En fait c'est le choc thermique qui va vous permettre d'obtenir cette belle bosse. La période de repos au réfrigérateur est donc essentielle, ne la zappez pas! Ensuite tout est question de proportions, et après plusieurs essais, j'ai trouvé les bons dosages. Pour compliquer un peu les choses, j'ai mélangé à parts égales de la farine de froment et de la farine de sarrasin, afin de leur donner un petit gout breton. Malheureusement, le sarrasin n'est pas une céréale et ne contient pas de gluten, ce qui le rend plus difficile à travailler. Les pâtes à base de sarrasin ne lèvent pas comme celles au froment, c'est pour cela qu'il faut toujours les associer dans les gâteaux... Il n'y a que dans les crêpes que l'on peut l'utiliser seul!
Si vous réalisez ces madeleines avec uniquement de la farine de froment, vous obtiendrez un résultat encore plus léger et une bosse plus développée sur le dessus...

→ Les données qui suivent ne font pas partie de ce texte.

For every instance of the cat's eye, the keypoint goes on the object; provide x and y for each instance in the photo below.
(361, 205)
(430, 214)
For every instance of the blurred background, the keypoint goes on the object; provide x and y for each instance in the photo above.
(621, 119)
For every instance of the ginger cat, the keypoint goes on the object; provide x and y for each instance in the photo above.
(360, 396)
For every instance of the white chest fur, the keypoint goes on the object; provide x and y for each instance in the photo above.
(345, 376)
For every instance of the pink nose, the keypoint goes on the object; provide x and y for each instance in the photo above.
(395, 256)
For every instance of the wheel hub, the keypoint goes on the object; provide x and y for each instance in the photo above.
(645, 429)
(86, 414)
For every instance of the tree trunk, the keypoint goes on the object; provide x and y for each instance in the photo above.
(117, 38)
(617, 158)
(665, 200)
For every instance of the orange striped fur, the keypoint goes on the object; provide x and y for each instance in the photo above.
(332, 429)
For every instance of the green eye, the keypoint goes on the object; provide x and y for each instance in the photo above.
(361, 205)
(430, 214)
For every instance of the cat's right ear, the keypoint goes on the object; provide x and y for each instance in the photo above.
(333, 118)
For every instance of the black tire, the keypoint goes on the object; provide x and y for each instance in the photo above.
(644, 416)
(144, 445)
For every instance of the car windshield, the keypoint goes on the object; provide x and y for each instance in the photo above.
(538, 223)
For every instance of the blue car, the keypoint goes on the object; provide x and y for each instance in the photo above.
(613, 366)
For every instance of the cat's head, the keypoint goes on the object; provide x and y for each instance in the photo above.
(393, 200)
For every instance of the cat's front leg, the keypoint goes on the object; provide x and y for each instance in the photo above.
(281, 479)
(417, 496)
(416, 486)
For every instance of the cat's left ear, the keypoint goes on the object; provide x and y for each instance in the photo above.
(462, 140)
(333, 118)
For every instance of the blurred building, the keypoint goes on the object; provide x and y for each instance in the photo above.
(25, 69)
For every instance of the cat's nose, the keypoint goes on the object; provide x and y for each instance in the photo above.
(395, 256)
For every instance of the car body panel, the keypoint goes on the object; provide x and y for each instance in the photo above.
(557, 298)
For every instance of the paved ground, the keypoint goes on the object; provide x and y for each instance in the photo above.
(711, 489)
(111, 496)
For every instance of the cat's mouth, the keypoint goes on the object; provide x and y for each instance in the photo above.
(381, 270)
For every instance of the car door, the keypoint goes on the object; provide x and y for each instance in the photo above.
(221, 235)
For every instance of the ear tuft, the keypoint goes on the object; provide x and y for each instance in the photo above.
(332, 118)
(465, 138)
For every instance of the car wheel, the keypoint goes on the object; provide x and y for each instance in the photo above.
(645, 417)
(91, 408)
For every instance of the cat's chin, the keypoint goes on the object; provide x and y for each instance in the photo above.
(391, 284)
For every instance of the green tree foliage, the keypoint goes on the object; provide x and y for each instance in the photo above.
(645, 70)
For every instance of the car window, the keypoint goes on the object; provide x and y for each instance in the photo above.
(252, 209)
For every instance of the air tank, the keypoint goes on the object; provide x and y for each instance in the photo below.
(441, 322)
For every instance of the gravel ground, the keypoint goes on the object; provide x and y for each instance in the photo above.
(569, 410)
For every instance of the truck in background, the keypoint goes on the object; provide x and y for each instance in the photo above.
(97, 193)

Quelques précisions sur la recette : Vous pouvez aromatiser la pâte comme bon vous semble. Ici j'ai mis un zeste de citron, finement râpé avec ma Microplane. Vous pouvez le remplacer par de l'extrait de vanille, ou une gousse grattée. Une cuillère à soupe de rhum ambré, un mélange spécial pain d'épices, du cacao, du thé vert ou de la pistache feront aussi bien l'affaire... à vous de voir.
Je vous parlais du temps de repos : Je respecte 2 heures au minimum, au réfrigérateur, mais vous pouvez faire la pâte le matin pour le soir, ou même la veille. Ensuite la cuisson est très rapide (à adapter selon la taille de vos empreintes). Je préfère beurrer légèrement mes moules (qui sont pourtant en silicone) au pinceau, cela donne une démoulage parfait et une belle couleur dorée sur le dessous.
Et n'oubliez pas, les madeleines se mangent fraîches, ne traînez pas trop!
Je terminerai ce billet par des remerciements. Malgré ma longue absence l'année dernière, vous êtes encore plus nombreux à me suivre et je vous en remercie. On a même battu des records en décembre avec plus de 140 000 visiteurs! Merci de tout cœur... Je vous souhaite une belle année 2017, gourmande bien sûr, pleine d'échanges et de belles rencontres... et on se revoit très bientôt!




Madeleines au sarrasin

Pour 25 à 30 madeleines :
  -  75 g de farine de froment
  -  75 g de farine de sarrasin
  -  3 œufs
  -  130 g de sucre
  -  125 g de beurre demi-sel + 20 g pour les moules
  -  1/2 sachet de levure chimique
  -  2 c. à soupe de miel liquide
  -  1 zeste de citron

1. Faites fondre le beurre et le miel dans une petite casserole. Laissez tiédir.
2. Dans un saladier, fouettez les œufs avec le sucre. Ajoutez les farines et la levure tamisées ensemble, puis le zeste de citron finement râpé. Incorporez enfin le beurre et le miel. Réservez au moins 2 heures au frais.
3. Beurrez des empreintes à madeleine en silicone, à l'aide d'un pinceau. Préchauffez le four à 210°C (thermostat 7).
4. Versez une cuillère de pâte dans chaque alvéole. Enfournez et faites cuire 7 à 10 minutes, selon la taille des madeleines. Laissez tiédir puis démoulez sur une grille.